I don’t generally like to post my plans in advance, because I don’t want to jinx it and I don’t want to feel obligated, but this I need to share.
I am considering a stacked version with basically two MPCNC machines stacked on top of each other, with the Z axis traveling through both. Only the lower gantry would have a motor and lead screw to drive the Z axis vertically.
The upper gantry would constrain the Z axis from twisting. Both sets of gantry rails would have motors and belts like the MPCNC, and each motor driver would drive four stepper motors in series instead of two. I can get a 24V power supply to make sure I’m not running out of voltage with so many motors in series.
To maximize stiffness, I was considering extra stiff rails for the lower gantry and the Z axis, shown in yellow. The upper gantry need not be quite as stiff. This depends on the height, which I’ll get to in a bit. It’s fairly easy to find 1" (25.4 mm OD) tube with thick or thin walls, so I was thinking the yellow rails can be thick-walled, while the blue rails are cheaper. The green outer frame has lower stiffness requirement, and I was considering using 3/4" EMT to minimize cost.
I will need to design corner pieces that allow the legs to pass through, which should be straightforward enough. If I go with mix-and-match tubing sizes I will need to make a roller piece that rolls on 3/4" EMT but accepts a 25.4mm gantry rail, which I was thinking I would just take the “C” design and bore out a 25.4mm cylinder digitally on the STL file. The center assemblies would be unmodified “J” design since all rails are the same size.
Side panels of wood or diagonal braces would support the machine from racking. Mid-span supports on the lower rails would minimize sagging, but one interesting possibility is using the upper assembly to support the weight of the tool and Z axis, either though a counter-weight or some elastic. It seems to me the upper rails could sag a lot before it has a negative effect on the system, so why not have the upper rails bear all the weight. Apart from speed, I would have much less penalty for heavy tools or rails.

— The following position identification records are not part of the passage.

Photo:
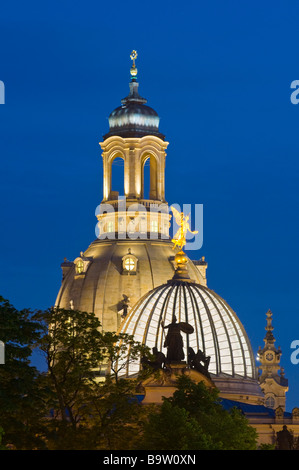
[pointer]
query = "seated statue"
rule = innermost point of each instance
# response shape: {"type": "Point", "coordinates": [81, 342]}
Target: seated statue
{"type": "Point", "coordinates": [199, 361]}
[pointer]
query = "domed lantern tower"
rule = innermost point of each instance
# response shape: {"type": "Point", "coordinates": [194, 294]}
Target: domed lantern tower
{"type": "Point", "coordinates": [133, 252]}
{"type": "Point", "coordinates": [134, 137]}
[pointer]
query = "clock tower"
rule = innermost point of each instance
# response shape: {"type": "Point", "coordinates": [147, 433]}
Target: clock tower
{"type": "Point", "coordinates": [272, 380]}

The height of the upper portion presents an interesting choice. Let’s say the lower rails are 1 foot from the deck, and the upper rails are x feet above the lower rails. Then one kg of horizontal force on the tool at maximum extension (minimum Z) produces 1/x kg of force on the upper gantry (in the opposite direction), and 1+1/x kg of force on the lower gantry. (This neglects the center assembly’s stiffness against twisting.) The mathematically “ideal” height is perhaps very tall, resulting in the Mostly Printed Telephone Booth :). But there are diminishing returns, so for practical reasons I will probably choose an overall height of perhaps 4 feet. Horizontal dimensions are not yet decided but won’t be more than 4 feet. With some thought into the corner design, it should be possible to make the height adjustable without disassembling the machine.
Cost wise, this build is definitely a higher expense. Most parts you have to pay for twice, but the tool, the z-motor and leadscrew, and the electronics are paid for only once. I’m estimating about $160 for motors, belts, bearings, PLA, and conduit. I don’t have a good number for thick-walled tube or the 5/16" hardware but my rough estimates are about $600 all-in.
I have mentioned before that I don’t have any “real work” to put this machine to use. This is entirely academic/entertainment. A certain minimum Z height does matter for a tool changer, and the tool change capability also demands more x/y area because it gets consumed by the tools. I have not yet looked seriously into a 4th axis (or 5th, ha), but I am expecting that it could require a decent Z height to fit under the tool. Also MPCNC as 3D printer would require some Z height, although it is a pretty silly waste of stiffness.
I know this “just in case” for everything is not the smart way to achieve any one purpose for real work, but since my purpose is experimentation I think it will serve me well.